Der Naturpark Bayerischer Wald e.V. hatte zu einem Seminartag zum Thema Anlegen von naturnahen Spielräumen eingeladen. Bildungsreferent Hartwig Löfflmann konnte eine ganze Reihe von interessierten Teilnehmern begrüßen. Als hochkarätiger Referent konnte Dr. Peter Hohenauer vom Verein Infospiel in München gewonnen werden. Zusammen mit Heinz Schönbrunner von ASID GmbH informierte er die Teilnehmer über die Anlage von Spielräumen.

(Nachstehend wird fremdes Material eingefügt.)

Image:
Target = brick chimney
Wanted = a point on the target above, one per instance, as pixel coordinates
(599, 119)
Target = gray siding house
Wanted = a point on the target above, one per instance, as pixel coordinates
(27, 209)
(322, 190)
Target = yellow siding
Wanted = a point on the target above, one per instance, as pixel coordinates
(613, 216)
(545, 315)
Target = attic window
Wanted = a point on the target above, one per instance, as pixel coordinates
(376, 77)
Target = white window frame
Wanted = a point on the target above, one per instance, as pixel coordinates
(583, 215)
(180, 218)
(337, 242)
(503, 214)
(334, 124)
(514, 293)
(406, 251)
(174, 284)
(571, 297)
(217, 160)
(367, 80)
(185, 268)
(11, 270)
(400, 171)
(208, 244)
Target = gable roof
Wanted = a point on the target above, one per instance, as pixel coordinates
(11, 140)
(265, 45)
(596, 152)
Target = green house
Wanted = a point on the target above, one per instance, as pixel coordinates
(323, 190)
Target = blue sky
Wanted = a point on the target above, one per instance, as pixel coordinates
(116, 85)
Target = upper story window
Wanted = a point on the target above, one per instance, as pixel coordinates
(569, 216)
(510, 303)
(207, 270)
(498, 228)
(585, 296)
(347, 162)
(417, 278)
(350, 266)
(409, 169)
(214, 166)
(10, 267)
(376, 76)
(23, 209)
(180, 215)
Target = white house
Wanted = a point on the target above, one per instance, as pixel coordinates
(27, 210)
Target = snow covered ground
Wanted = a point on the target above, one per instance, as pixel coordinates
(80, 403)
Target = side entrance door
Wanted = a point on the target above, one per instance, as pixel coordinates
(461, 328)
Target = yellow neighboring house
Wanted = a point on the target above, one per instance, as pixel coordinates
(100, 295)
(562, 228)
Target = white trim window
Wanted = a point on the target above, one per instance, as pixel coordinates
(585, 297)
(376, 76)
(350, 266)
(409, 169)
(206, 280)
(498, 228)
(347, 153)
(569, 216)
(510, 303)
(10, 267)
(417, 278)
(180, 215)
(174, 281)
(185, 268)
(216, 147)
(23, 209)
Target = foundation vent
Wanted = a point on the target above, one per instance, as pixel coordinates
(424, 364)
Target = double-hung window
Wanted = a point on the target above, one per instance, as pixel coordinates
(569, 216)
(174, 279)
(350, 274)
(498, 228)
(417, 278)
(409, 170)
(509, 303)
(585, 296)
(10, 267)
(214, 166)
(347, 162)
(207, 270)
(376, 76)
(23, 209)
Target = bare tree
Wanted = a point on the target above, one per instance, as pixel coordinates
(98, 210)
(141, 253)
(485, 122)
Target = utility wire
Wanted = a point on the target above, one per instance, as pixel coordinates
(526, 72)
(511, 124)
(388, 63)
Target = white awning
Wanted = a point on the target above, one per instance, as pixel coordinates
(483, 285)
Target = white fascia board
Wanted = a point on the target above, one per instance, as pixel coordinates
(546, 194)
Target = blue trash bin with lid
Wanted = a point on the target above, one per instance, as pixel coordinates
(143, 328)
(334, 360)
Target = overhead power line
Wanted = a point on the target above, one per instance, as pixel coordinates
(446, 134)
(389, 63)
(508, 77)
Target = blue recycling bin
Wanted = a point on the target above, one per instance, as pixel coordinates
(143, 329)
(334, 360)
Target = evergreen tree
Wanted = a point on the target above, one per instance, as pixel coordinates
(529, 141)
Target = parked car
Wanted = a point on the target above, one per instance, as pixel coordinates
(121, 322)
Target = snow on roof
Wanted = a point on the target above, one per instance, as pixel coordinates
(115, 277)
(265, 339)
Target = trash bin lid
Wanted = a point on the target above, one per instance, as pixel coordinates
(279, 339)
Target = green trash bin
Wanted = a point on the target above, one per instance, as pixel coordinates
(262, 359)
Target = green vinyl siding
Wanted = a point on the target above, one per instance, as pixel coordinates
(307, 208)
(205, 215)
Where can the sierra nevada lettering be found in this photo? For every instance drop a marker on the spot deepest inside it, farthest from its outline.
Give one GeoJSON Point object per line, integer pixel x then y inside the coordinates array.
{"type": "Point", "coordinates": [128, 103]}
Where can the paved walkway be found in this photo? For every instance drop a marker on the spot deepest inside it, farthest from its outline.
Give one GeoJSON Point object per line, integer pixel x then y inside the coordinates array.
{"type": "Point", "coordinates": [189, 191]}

Zunächst ging Heinz Schönbrunner auf Sicherheitsvorschriften ein. „Wer Spielgeräte baut, haftet dafür“, so Heinz Schönbrunner. Gut gemeint sind oft Eigenbauaktionen, manchmal über Elterninitiativen und Privatleute, es werden Kataloge hergenommen und Spielgeräte nachgebaut. Teilweise ist das sehr problematisch, weil Sicherheitsmaße dadurch nicht erkannt werden und nicht eingehalten werden können. Außerdem müssen entsprechende Funktions- und Sichtkontrollen regelmäßig erfolgen, um Gefahren und Verletzungen vermeiden zu können. Schönbrunner informierte über die einschlägigen Normen und gab Tipps, wo man sich entsprechend weiter informieren kann. Am besten ist es, Kinder auf Gefahren vorzubereiten, anstatt sie ständig von Gefahren fern zu halten, Spielen bedeutet Lernen fürs Leben. Bei den Giftpflanzen gibt es ohnehin nur wenige, die nicht auf Spielplätze gehören. Es sind dies Pfaffenhütchen, Seidelbast, Stechpalme, Goldregen und auch Eiben sollte man nicht unbedingt pflanzen.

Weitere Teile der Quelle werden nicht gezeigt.